Gold bullion futures trade continues its 12-session sideways crawl, that has main support at 1400 and major resistance at 1450. Trend, momentum, sentiment, and price action reads are all confirming that fair value has been found on gold, with one or two 30-minute periods of trade each day containing most of the 24-hour session moves. There are no new signals forming at this point in time, either long or short, on gold bullion.

Silver bullion trade is holding a long trend, although in recent trade the Momentum and Sentiment Indicator signals have started to show the potential for moves to test support.
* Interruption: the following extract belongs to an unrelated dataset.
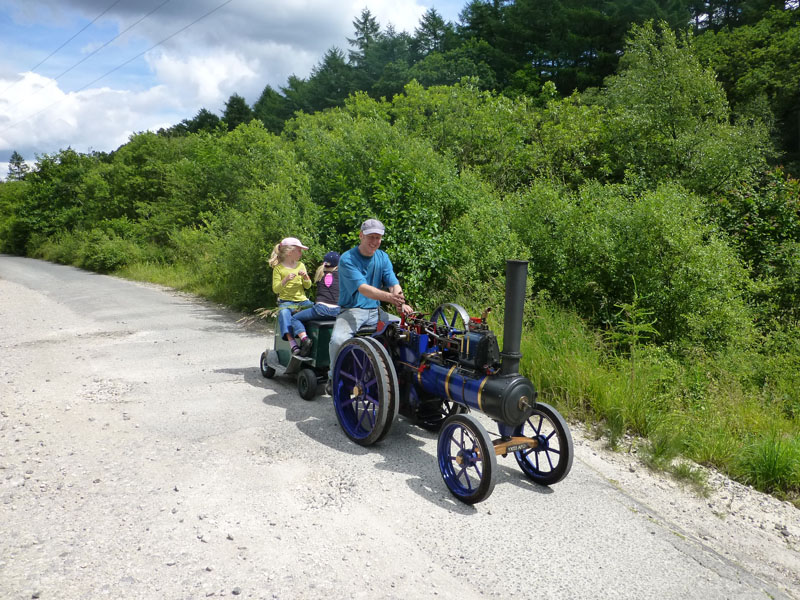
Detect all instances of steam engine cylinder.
[417,362,536,427]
The 20-day simple moving average at 33.50 would seem to be a likely downside target; that, from a technical perspective, would very likely be where algorithms would step in to buy the dip. Now may not be the time to be looking to build a new long position in silver, as intra-day price action has become sporadic, and is starting to be impacted by sound-bite headlines that until recently had been ignored to the greater extent.

West Texas intermediate oil futures trade, the most liquid of global oil contracts, have held an initial test of support at 102.50, which has very bullish mid-term charts that are starting to signal that a period of consolidation will be expected, and at worst that a test of 100.00 may be coming. There are more than enough fundamental reasons for speculative traders to be on the long side of crude oil trade, but without good reason, and actually being able to continually break upside resistance that history tells us is something that could be short-lived. It looks as though dips to test support will be bought on WTI, but traders may be well advised to wait for the big dip, and at that point gauge the strength of the momentum if 101.50 as broken of support.

Disclosure: I have no positions in any stocks mentioned, and no plans to initiate any positions within the next 72 hours.